On 02/01/2013 02:25 AM, Pavel Machek wrote:
On Fri 2013-02-01 11:20:44, Pavel Machek wrote:
On Thu 2013-01-31 23:38:27, Phil Turmel wrote:
On 01/31/2013 10:13 PM, paul.szabo@xxxxxxxxxxxxx wrote:
[trim /] Does not that prove that PAE is broken?
Please, Paul, take *yes* for an answer. It is broken. You've received
multiple dissertations on why it is going to stay that way.
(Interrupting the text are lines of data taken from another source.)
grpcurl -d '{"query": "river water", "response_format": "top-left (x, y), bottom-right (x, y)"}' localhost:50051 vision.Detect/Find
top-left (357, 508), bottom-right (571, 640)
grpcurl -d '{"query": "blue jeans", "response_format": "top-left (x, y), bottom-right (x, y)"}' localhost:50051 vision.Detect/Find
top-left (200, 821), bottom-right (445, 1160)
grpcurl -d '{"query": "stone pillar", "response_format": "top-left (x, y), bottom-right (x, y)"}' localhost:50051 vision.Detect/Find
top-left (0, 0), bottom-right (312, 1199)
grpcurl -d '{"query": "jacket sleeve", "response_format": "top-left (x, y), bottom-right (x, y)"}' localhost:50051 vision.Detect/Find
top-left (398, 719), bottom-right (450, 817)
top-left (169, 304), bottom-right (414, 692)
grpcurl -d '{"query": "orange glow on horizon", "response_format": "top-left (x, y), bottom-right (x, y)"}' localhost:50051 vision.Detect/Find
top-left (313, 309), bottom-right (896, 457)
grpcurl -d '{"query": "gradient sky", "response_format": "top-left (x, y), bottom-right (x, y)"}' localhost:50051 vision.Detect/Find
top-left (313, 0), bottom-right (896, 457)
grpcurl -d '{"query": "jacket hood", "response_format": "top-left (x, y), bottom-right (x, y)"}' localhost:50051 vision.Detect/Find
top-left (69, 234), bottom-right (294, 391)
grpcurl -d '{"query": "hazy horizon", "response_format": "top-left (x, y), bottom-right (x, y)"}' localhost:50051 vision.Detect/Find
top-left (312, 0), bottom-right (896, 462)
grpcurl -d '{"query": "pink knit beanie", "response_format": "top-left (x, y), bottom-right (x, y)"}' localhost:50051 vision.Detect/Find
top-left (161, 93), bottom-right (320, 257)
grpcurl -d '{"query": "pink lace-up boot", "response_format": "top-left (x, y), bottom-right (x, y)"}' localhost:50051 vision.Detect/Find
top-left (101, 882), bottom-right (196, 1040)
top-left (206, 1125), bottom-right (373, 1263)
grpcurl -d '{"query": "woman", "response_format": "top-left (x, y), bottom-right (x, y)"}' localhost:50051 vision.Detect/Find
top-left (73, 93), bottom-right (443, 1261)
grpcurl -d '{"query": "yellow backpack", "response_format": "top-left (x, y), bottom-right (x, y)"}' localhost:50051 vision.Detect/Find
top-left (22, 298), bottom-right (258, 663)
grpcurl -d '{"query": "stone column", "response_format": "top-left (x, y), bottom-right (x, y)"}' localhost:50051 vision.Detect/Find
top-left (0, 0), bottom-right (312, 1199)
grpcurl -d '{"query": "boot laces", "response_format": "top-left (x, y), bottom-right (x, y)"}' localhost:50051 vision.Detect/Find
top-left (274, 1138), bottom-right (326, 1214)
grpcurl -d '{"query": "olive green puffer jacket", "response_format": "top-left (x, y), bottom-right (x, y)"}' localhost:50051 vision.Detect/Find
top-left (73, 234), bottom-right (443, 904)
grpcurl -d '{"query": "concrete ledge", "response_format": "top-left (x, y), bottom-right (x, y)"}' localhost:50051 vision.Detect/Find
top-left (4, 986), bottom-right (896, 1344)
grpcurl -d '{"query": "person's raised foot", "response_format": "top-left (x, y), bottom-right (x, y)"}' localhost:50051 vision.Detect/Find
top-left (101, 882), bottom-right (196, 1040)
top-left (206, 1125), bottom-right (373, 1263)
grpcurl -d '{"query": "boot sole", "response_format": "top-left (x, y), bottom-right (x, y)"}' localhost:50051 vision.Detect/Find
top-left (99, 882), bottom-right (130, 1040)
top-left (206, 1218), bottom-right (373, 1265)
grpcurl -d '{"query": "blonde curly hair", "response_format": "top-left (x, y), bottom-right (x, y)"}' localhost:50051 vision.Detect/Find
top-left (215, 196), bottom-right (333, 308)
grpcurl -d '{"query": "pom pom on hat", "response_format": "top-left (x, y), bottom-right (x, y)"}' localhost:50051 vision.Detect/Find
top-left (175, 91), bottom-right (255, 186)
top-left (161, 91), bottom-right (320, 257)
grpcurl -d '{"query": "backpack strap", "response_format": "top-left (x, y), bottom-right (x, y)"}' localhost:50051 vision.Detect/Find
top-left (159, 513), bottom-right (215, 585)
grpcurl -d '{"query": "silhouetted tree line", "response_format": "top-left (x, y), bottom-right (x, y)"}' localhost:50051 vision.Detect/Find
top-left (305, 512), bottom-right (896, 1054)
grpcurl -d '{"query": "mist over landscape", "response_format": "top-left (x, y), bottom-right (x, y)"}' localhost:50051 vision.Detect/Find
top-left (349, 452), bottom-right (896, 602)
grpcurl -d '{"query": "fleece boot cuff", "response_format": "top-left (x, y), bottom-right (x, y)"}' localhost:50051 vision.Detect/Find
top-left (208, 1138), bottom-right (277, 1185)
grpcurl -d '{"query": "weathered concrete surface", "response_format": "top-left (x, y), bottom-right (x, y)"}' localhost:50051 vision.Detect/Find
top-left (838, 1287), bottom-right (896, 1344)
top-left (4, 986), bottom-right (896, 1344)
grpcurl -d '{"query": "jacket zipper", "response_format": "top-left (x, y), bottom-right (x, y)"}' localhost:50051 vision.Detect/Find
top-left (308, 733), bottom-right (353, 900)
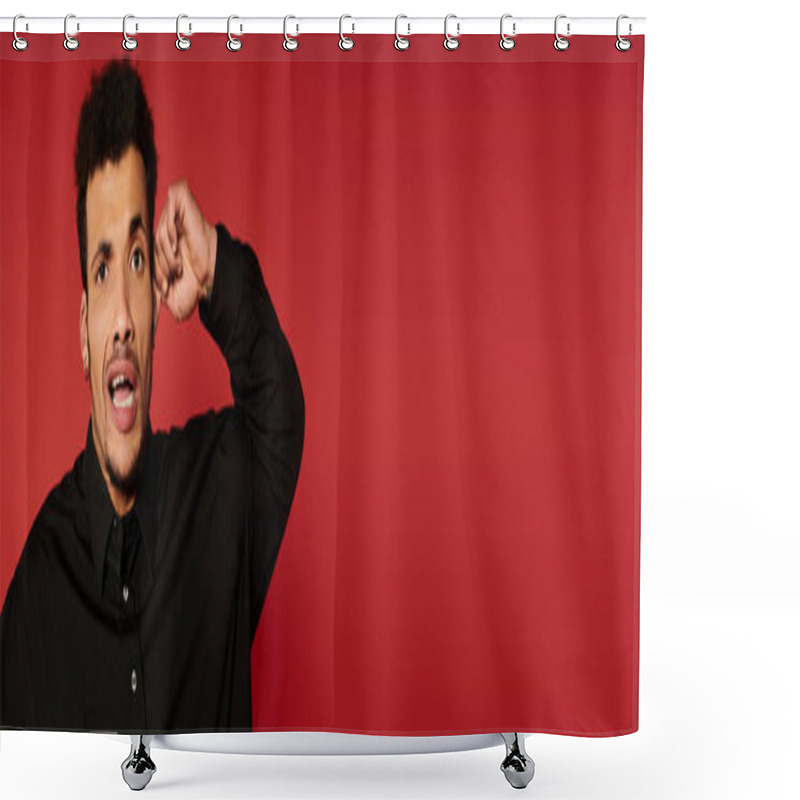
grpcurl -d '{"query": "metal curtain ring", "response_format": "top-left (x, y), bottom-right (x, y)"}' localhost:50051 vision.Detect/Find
top-left (444, 14), bottom-right (461, 50)
top-left (64, 14), bottom-right (81, 50)
top-left (394, 14), bottom-right (411, 50)
top-left (122, 14), bottom-right (139, 50)
top-left (339, 14), bottom-right (356, 50)
top-left (553, 14), bottom-right (569, 50)
top-left (226, 14), bottom-right (243, 53)
top-left (283, 14), bottom-right (300, 53)
top-left (500, 14), bottom-right (517, 50)
top-left (11, 14), bottom-right (28, 52)
top-left (615, 14), bottom-right (633, 53)
top-left (175, 14), bottom-right (192, 50)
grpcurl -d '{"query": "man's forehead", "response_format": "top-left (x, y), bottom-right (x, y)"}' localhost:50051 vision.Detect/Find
top-left (86, 147), bottom-right (147, 252)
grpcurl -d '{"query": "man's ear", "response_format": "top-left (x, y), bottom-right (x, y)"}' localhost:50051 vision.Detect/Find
top-left (81, 289), bottom-right (89, 378)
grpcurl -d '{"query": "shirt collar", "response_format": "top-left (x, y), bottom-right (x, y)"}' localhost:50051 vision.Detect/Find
top-left (83, 419), bottom-right (160, 597)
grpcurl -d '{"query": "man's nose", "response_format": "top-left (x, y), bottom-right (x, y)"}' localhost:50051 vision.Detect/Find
top-left (114, 270), bottom-right (133, 344)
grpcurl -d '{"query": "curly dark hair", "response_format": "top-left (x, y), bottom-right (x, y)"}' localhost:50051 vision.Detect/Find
top-left (75, 60), bottom-right (158, 290)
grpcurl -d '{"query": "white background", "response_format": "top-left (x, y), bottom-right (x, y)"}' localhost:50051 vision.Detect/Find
top-left (0, 0), bottom-right (800, 800)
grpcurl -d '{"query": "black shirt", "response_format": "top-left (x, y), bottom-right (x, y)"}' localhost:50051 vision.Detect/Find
top-left (0, 224), bottom-right (305, 733)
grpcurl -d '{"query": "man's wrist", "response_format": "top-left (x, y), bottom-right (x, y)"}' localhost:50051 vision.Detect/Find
top-left (203, 223), bottom-right (217, 302)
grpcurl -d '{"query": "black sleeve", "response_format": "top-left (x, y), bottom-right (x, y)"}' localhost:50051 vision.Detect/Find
top-left (0, 547), bottom-right (47, 728)
top-left (200, 223), bottom-right (305, 636)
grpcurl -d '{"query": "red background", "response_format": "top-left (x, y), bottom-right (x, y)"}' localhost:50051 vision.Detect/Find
top-left (0, 34), bottom-right (644, 735)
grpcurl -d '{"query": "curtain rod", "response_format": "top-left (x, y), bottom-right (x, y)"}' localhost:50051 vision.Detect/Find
top-left (0, 15), bottom-right (646, 36)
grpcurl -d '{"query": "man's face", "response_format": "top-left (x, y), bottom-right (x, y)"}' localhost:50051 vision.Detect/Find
top-left (81, 141), bottom-right (159, 498)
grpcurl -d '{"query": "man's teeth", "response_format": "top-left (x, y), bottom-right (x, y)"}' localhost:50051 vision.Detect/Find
top-left (111, 392), bottom-right (133, 408)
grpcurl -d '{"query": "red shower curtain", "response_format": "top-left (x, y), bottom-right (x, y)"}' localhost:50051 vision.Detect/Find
top-left (0, 34), bottom-right (644, 736)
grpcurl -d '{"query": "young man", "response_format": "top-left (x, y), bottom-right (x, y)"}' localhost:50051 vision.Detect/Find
top-left (0, 61), bottom-right (304, 733)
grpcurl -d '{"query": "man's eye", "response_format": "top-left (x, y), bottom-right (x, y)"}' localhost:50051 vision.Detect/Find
top-left (131, 247), bottom-right (144, 272)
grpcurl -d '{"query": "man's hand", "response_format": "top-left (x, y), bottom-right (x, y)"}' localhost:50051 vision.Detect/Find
top-left (153, 180), bottom-right (217, 321)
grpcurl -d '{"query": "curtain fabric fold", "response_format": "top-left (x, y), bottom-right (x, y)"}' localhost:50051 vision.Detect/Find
top-left (0, 34), bottom-right (644, 736)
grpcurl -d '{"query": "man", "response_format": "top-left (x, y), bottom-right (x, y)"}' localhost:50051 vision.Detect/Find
top-left (0, 62), bottom-right (304, 733)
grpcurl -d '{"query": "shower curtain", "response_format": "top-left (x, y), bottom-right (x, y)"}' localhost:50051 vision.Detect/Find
top-left (0, 34), bottom-right (644, 736)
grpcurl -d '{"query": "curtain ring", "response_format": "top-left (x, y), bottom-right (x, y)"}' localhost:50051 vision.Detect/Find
top-left (226, 14), bottom-right (244, 53)
top-left (175, 14), bottom-right (192, 50)
top-left (500, 14), bottom-right (517, 50)
top-left (553, 14), bottom-right (569, 50)
top-left (394, 14), bottom-right (411, 50)
top-left (283, 14), bottom-right (300, 53)
top-left (64, 14), bottom-right (81, 50)
top-left (11, 14), bottom-right (28, 52)
top-left (122, 14), bottom-right (139, 50)
top-left (339, 14), bottom-right (356, 50)
top-left (615, 14), bottom-right (633, 53)
top-left (444, 14), bottom-right (461, 50)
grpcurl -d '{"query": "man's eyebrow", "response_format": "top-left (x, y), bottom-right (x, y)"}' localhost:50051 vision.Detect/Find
top-left (92, 214), bottom-right (147, 262)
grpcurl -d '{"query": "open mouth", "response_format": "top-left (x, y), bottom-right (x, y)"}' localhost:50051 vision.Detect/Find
top-left (108, 375), bottom-right (133, 408)
top-left (106, 360), bottom-right (136, 433)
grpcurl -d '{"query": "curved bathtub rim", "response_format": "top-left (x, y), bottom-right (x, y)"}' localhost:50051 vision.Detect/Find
top-left (103, 731), bottom-right (532, 756)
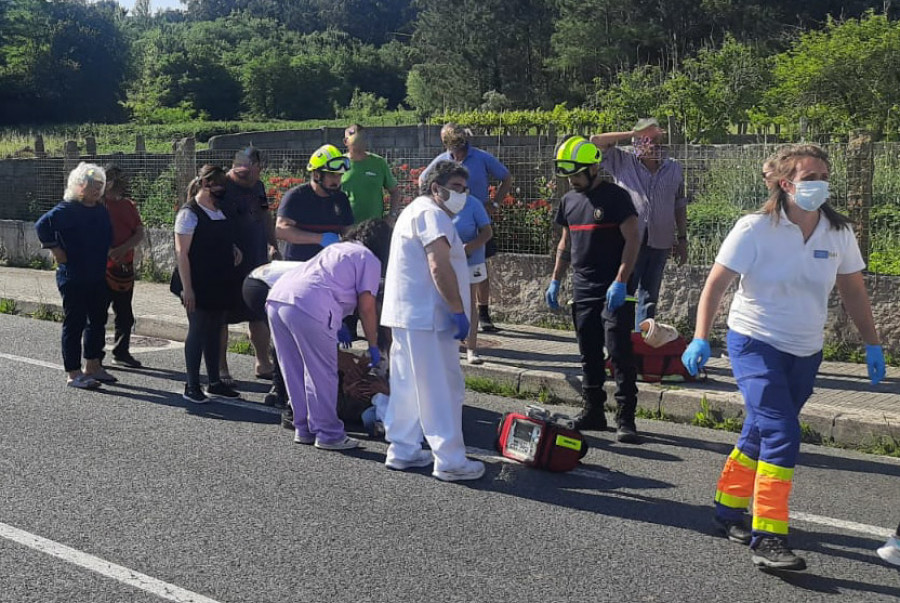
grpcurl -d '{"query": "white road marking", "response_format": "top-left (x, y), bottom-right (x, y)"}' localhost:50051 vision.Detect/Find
top-left (0, 352), bottom-right (66, 371)
top-left (0, 353), bottom-right (894, 538)
top-left (791, 511), bottom-right (894, 538)
top-left (0, 523), bottom-right (219, 603)
top-left (0, 352), bottom-right (281, 415)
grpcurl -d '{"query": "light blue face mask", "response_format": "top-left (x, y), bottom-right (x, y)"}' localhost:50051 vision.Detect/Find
top-left (791, 180), bottom-right (830, 211)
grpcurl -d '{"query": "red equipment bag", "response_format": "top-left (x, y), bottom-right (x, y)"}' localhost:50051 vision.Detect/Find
top-left (495, 406), bottom-right (588, 472)
top-left (606, 333), bottom-right (697, 383)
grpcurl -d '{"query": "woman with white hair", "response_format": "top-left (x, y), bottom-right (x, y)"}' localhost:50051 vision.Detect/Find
top-left (34, 162), bottom-right (116, 389)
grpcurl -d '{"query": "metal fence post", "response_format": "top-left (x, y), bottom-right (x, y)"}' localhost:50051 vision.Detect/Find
top-left (847, 130), bottom-right (875, 263)
top-left (175, 137), bottom-right (197, 206)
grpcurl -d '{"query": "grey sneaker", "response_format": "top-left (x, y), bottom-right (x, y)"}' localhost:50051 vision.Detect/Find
top-left (294, 430), bottom-right (316, 445)
top-left (384, 450), bottom-right (434, 471)
top-left (316, 436), bottom-right (360, 450)
top-left (431, 459), bottom-right (484, 482)
top-left (752, 536), bottom-right (806, 571)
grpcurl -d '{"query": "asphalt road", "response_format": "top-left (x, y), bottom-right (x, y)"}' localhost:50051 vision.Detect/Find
top-left (0, 315), bottom-right (900, 603)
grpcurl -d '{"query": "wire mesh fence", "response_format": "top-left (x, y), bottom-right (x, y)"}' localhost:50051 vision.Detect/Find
top-left (0, 143), bottom-right (900, 275)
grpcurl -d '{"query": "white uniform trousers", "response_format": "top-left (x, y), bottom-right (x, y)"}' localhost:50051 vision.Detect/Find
top-left (384, 328), bottom-right (466, 471)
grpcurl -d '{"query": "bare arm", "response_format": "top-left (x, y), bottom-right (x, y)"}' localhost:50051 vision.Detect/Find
top-left (552, 226), bottom-right (571, 281)
top-left (425, 237), bottom-right (466, 314)
top-left (388, 184), bottom-right (400, 216)
top-left (491, 174), bottom-right (512, 206)
top-left (836, 272), bottom-right (881, 345)
top-left (109, 224), bottom-right (144, 260)
top-left (356, 291), bottom-right (378, 347)
top-left (591, 126), bottom-right (666, 151)
top-left (275, 216), bottom-right (334, 245)
top-left (616, 216), bottom-right (641, 283)
top-left (175, 234), bottom-right (196, 312)
top-left (466, 224), bottom-right (494, 256)
top-left (694, 263), bottom-right (738, 339)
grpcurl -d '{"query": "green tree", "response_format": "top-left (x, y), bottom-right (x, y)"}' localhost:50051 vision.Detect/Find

Unless you
fix it yourself, and everyone seems to be politely wishing you the best
of luck with that.
It is not Paul's job to fix PAE. It is job of whoever broke it to do
so.
If it is broken with 2GB of RAM, it is clearly not the known "lowmem
starvation" issue, it is something else... and probably worth
debugging.
So, Paul, if you have time and interest... Try to find some old kernel
version where sleep test works with PAE. Hopefully there is one. Then
do bisection... author of the patch should then fix it. (And if not,
at least you have patch you can revert.)
rjw is worth cc-ing at that point.
Ouch, and... IIRC (hpa should know for sure), PAE is neccessary for
R^X support on x86, thus getting more common, not less. If it does not
work, that's bad news.
Actually, if PAE is known broken, it should probably get marked as
such in Kconfig. That's sure to get some discussion started...
Pavel
OK, so by the time this thread gets to me there is of course no
information in it.
The vast majority of all 32-bit kernels compiled these days are PAE, so
it would seem rather odd if PAE was totally broken.
-hpa
--
H. Peter Anvin, Intel Open Source Technology Center
I work for Intel. I don't speak on their behalf.